Consider the typical scene of a 9am lecture:
Early in the morning, when the frost was fresh and glittering on the grass and the trees looked stark and beautiful against the rising sun, the young lecturer swung into the packed lecture theatre to greet his students with his customary exuberance. Their stony visages met his cheerful greeting, their phones still clasped in their hands as they struggled to cast the shadow of last night’s drinking binge from their befuddled brains. The lecturer unbuttoned his cuffs and rolled his sleeves up, gracefully striding over to the podium so that he could beam down with his sunny countenance upon their tired, morning-after, eyes-half-shut unwelcoming faces.
Just as the vixen sniffs the early morning air to seek her mate or prey, so the lecturer briefly gazed upwards to ensure that his brimming, bubbling confidence could not be dented by a crowd of less than warm-welcoming too-early-in-the-morning unenthusiastic medics whose task it was to get to grips with the intricacies of the lower intestine and its multiple possible malfunctions in the middle-aged. He welcomed the churlish crowd by singing his mundane words of greeting to an Aria from Cosi Fan Tutte in his deep baritone voice, precipitating a flurry of surprised eyes to open or temporarily to lift from their phone screens, like a herd of nervous sheep who hear the first bark of the sheepdog. The excitement was brief but palpable.

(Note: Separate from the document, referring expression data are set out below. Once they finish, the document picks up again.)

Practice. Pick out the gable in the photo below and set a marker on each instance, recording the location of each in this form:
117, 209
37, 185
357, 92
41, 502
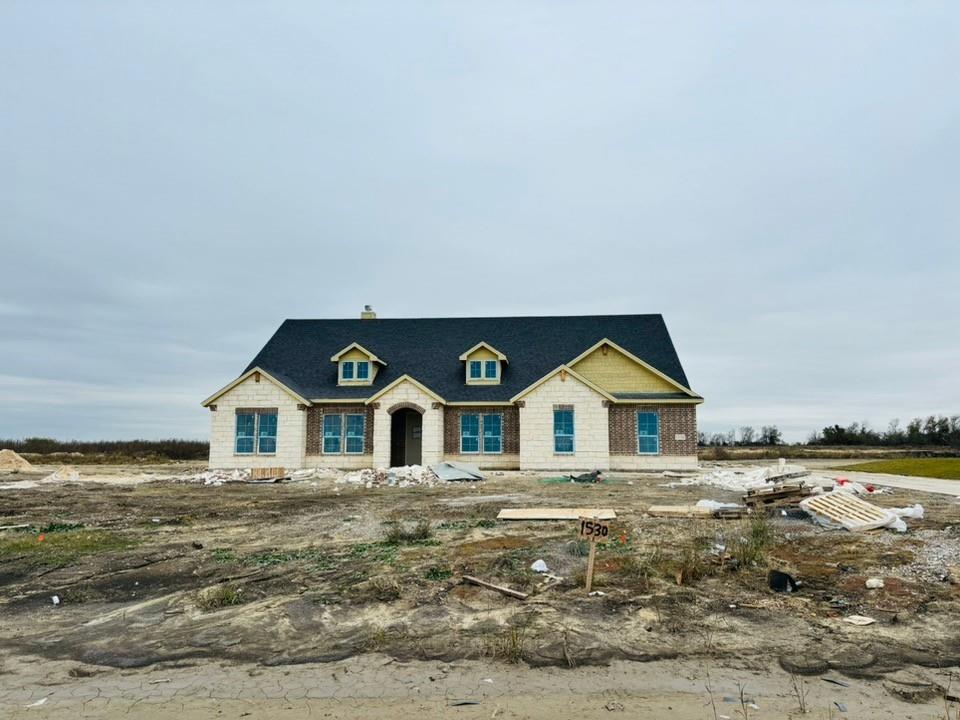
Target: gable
617, 373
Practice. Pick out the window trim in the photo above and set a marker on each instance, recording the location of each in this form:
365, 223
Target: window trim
342, 437
656, 414
483, 437
572, 435
479, 436
256, 414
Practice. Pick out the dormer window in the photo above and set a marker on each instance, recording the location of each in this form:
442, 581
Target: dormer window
484, 364
356, 365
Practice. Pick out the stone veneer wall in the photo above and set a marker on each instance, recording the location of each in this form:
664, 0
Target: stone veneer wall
590, 426
291, 426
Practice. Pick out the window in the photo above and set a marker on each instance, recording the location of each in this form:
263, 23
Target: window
332, 429
493, 434
648, 433
267, 434
245, 435
563, 432
355, 426
256, 432
344, 433
470, 433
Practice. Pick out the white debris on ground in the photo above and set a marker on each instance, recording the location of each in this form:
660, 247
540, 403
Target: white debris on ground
744, 478
11, 461
64, 473
404, 476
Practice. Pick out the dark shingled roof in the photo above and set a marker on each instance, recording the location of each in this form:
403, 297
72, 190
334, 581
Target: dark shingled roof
428, 350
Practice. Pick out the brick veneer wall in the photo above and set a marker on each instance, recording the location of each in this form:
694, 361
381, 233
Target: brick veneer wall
315, 425
674, 420
511, 426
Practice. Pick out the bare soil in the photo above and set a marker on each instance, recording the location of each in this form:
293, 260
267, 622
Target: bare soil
165, 575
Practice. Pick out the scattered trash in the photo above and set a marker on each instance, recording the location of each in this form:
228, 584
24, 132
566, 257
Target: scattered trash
9, 460
841, 683
454, 471
842, 510
593, 477
781, 581
859, 620
539, 566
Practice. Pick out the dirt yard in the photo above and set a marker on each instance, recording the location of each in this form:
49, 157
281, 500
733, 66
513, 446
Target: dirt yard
274, 599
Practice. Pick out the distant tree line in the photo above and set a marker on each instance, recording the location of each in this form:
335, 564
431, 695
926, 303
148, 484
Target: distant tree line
745, 437
166, 449
933, 430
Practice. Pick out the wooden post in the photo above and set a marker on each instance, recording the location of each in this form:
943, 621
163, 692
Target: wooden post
593, 554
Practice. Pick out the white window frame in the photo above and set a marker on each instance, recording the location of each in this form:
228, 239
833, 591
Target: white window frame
636, 423
572, 435
256, 434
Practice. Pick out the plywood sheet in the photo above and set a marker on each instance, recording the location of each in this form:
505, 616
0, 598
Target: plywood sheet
555, 513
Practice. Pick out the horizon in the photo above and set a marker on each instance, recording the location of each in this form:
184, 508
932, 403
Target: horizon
772, 180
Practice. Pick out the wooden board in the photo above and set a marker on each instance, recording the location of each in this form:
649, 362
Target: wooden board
555, 513
678, 511
847, 510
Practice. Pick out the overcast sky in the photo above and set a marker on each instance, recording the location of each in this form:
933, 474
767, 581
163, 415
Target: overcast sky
780, 181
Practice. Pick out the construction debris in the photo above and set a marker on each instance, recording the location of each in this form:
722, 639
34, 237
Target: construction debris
555, 514
454, 471
843, 510
499, 588
777, 495
9, 460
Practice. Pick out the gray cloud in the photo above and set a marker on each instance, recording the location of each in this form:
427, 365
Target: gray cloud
780, 181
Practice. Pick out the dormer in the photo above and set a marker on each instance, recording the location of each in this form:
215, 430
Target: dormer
483, 364
356, 365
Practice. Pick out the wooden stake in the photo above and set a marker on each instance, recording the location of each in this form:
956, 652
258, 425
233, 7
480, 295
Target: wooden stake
593, 554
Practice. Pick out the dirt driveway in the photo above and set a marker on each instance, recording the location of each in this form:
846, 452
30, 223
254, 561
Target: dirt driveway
265, 594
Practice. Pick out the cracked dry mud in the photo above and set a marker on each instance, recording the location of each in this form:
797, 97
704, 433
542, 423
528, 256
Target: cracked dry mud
322, 596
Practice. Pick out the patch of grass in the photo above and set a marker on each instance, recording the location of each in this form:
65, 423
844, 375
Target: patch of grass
437, 573
944, 468
223, 556
749, 548
63, 548
218, 597
398, 533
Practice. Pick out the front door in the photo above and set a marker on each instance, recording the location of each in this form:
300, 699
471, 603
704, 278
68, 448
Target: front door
406, 433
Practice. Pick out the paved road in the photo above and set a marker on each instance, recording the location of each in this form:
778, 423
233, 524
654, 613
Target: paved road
905, 482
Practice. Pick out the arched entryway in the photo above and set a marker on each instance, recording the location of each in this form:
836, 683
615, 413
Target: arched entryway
406, 434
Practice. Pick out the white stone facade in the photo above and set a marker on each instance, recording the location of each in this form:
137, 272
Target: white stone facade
591, 427
291, 426
432, 430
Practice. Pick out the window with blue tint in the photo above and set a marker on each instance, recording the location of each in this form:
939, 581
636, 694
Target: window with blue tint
648, 433
246, 424
469, 433
563, 431
493, 433
332, 433
266, 433
355, 427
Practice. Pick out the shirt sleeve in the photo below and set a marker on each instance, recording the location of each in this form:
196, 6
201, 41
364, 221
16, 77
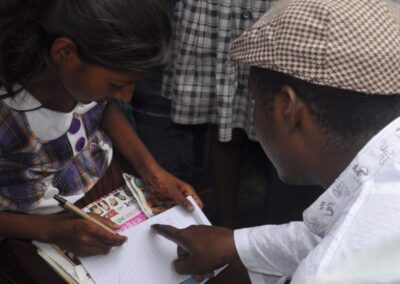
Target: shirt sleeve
274, 249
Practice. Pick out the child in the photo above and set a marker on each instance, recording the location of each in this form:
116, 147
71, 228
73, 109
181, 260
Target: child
61, 64
326, 79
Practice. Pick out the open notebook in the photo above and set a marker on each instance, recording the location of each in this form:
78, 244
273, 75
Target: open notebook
146, 257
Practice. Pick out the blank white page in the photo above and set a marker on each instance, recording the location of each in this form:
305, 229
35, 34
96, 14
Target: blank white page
145, 257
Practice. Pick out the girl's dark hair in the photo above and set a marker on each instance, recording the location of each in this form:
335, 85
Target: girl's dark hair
343, 114
126, 35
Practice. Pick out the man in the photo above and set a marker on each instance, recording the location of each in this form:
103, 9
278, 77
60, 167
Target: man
326, 80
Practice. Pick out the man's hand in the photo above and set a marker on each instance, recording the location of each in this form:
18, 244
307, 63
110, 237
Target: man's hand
201, 249
81, 236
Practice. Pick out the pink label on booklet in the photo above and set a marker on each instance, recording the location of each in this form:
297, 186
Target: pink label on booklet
120, 206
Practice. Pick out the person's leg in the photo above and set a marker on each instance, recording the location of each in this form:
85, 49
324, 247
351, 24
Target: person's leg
225, 168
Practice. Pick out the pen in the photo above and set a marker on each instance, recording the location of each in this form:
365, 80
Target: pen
62, 202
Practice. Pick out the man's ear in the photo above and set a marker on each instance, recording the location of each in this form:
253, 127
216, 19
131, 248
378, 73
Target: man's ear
63, 51
292, 108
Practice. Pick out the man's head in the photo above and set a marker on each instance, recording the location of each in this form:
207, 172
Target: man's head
300, 123
326, 78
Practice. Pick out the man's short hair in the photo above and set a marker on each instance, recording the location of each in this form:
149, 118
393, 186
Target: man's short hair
340, 113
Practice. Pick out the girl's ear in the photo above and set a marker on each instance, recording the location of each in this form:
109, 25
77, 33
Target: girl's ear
63, 51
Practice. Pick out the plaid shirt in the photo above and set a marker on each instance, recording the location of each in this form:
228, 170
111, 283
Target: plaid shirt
202, 86
28, 164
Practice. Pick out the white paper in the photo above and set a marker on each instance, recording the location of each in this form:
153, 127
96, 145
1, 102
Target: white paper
146, 257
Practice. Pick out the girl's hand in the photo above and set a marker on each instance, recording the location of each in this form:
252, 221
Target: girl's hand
170, 187
81, 236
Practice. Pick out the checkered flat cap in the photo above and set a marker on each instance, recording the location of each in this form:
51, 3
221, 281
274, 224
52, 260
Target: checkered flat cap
347, 44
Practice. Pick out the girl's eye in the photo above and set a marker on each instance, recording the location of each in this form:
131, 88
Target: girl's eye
115, 86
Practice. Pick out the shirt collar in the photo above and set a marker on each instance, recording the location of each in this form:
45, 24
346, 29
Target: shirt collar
21, 101
324, 213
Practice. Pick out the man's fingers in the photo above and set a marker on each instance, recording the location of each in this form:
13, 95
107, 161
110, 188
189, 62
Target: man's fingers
182, 252
169, 232
184, 266
198, 277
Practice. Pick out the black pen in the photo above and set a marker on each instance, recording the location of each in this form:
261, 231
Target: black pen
62, 202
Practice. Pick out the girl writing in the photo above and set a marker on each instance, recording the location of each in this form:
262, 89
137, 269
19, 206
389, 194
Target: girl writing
62, 62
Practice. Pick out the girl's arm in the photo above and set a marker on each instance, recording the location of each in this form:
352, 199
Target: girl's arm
126, 141
78, 235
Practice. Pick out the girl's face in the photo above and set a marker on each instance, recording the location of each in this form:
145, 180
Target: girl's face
87, 82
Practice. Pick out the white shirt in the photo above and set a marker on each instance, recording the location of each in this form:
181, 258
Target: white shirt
358, 211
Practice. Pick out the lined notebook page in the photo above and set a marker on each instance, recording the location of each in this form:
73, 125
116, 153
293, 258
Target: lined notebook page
146, 257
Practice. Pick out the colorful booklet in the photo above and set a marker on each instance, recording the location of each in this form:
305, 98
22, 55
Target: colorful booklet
129, 205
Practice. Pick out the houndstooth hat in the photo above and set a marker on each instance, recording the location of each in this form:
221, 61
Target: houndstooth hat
347, 44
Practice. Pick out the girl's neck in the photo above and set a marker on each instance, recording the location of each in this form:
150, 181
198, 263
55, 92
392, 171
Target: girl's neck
49, 91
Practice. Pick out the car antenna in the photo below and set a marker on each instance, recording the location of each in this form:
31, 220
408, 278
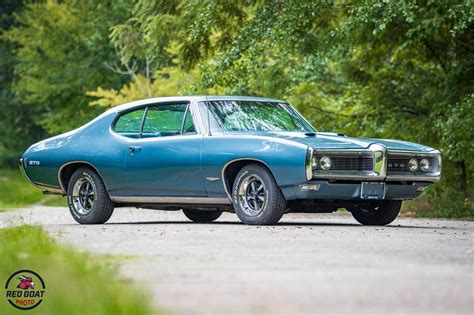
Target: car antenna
208, 118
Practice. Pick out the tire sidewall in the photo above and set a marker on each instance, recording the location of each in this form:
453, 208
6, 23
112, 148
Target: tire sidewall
241, 176
93, 179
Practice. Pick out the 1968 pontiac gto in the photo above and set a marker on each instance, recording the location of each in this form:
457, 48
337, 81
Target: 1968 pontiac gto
257, 157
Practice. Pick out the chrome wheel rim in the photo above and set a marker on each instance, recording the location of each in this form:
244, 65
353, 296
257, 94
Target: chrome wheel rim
83, 196
252, 195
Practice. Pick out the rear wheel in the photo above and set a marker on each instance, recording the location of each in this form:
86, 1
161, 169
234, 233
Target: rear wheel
256, 197
202, 216
382, 213
87, 197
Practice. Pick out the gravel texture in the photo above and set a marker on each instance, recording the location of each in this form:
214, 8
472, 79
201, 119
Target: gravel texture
308, 263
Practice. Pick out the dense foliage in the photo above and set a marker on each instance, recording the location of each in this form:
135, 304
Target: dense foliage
394, 69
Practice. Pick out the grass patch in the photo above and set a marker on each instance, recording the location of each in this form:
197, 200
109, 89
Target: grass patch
17, 192
76, 283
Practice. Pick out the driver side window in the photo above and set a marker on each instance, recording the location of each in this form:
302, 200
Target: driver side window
167, 120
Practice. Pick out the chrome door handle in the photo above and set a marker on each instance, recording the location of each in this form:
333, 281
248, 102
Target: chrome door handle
134, 148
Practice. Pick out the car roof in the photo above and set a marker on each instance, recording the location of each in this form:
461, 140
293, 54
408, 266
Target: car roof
157, 100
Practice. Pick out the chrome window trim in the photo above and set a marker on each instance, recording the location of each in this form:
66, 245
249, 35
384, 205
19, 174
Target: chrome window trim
166, 200
191, 106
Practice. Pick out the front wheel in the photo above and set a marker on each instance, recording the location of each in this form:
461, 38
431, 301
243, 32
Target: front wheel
382, 213
256, 197
87, 197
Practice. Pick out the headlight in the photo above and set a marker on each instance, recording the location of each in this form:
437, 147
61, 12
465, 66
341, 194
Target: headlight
425, 165
325, 163
413, 165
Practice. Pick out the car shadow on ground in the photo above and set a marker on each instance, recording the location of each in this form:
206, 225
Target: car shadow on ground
288, 224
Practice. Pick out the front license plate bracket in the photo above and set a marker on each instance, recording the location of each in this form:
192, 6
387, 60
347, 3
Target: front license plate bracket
372, 190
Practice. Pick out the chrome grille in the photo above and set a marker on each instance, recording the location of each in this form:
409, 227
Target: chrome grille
351, 163
397, 164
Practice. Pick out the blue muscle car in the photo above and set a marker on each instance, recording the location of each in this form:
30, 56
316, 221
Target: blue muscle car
257, 157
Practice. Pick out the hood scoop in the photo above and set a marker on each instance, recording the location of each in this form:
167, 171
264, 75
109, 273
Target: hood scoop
332, 134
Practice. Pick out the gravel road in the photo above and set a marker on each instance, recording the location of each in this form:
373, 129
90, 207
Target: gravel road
306, 264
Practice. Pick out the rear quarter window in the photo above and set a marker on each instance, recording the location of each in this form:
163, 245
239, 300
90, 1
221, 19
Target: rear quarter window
129, 124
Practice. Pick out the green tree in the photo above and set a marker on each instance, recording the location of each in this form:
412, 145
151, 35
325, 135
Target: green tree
63, 51
396, 69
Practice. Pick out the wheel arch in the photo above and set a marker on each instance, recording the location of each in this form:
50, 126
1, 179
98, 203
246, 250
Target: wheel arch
232, 168
66, 170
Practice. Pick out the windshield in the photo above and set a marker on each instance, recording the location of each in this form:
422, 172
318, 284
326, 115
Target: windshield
257, 116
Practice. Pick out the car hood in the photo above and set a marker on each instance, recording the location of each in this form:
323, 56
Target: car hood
324, 140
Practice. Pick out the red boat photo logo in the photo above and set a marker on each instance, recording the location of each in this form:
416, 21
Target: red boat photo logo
26, 294
25, 283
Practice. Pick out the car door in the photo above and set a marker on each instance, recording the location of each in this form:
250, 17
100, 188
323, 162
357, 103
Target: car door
165, 158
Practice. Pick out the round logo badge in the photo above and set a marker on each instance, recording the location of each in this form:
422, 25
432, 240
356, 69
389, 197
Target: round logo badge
25, 289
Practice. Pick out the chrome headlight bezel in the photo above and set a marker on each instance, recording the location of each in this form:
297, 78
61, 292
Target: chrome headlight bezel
325, 163
413, 165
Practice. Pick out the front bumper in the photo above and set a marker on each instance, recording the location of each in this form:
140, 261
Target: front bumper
340, 190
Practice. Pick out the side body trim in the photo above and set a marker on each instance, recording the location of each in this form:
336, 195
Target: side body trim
176, 200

No I don’t think that would do at all. But it is interesting to note that a lecture theatre’s environment does not lend itself to adjectives, whereas moorland or the shore’s fringes might. We expect students to ‘know’ how to write in a correct style; I suspect I have always assumed that they – like me in days gone by, because I certainly was never given any formal training – will simply absorb the correct style from reading the papers they will necessarily be studying for the content. There are, of course, centrally-run courses on how to write your PhD. But writing doesn’t necessarily come easily.
If I think back to my school days, our science homework (certainly our Chemistry homework, which was the first science I encountered at secondary school), had its own prescribed formula consisting of sections of Aims, Methods, Results and Conclusion. So, to continue my frivolity, here is the lecture theatre scenario of my young lecturer above written in this second style.
Aim: To deliver a lecture on the lower intestine to 250 medical students.
Method: Use of pre-prepared Powerpoint slides and a laptop. Students were already in the lecture hall before the lecturer walked in so before delivery of the full lecture some preliminary experiments were carried out to make sure the audience was awake. The appropriate end-point of the lecture was established by careful clock-watching. As the hands pointed to the hour the lecturer shut down the computer and swiftly left by the nearest exit.
Results: The preliminary experiments ensured that at least half of the students put their phones away, at which point it was decided it was time to switch into full lecturing mode. During the course of the ensuing hour one student fell off their seat due to being overcome by drowsiness, three phones rang with excruciating ring tones and the Twitter feed of the MedSoc President indicated they were more interested in US politics than the lower intestine.
Conclusion: Charismatic lecturers are not sufficient to compensate for dull teaching topics.
It is equally unsuitable written like that. All of us need help with our writing and reading other people’s words can only take us so far in our progression.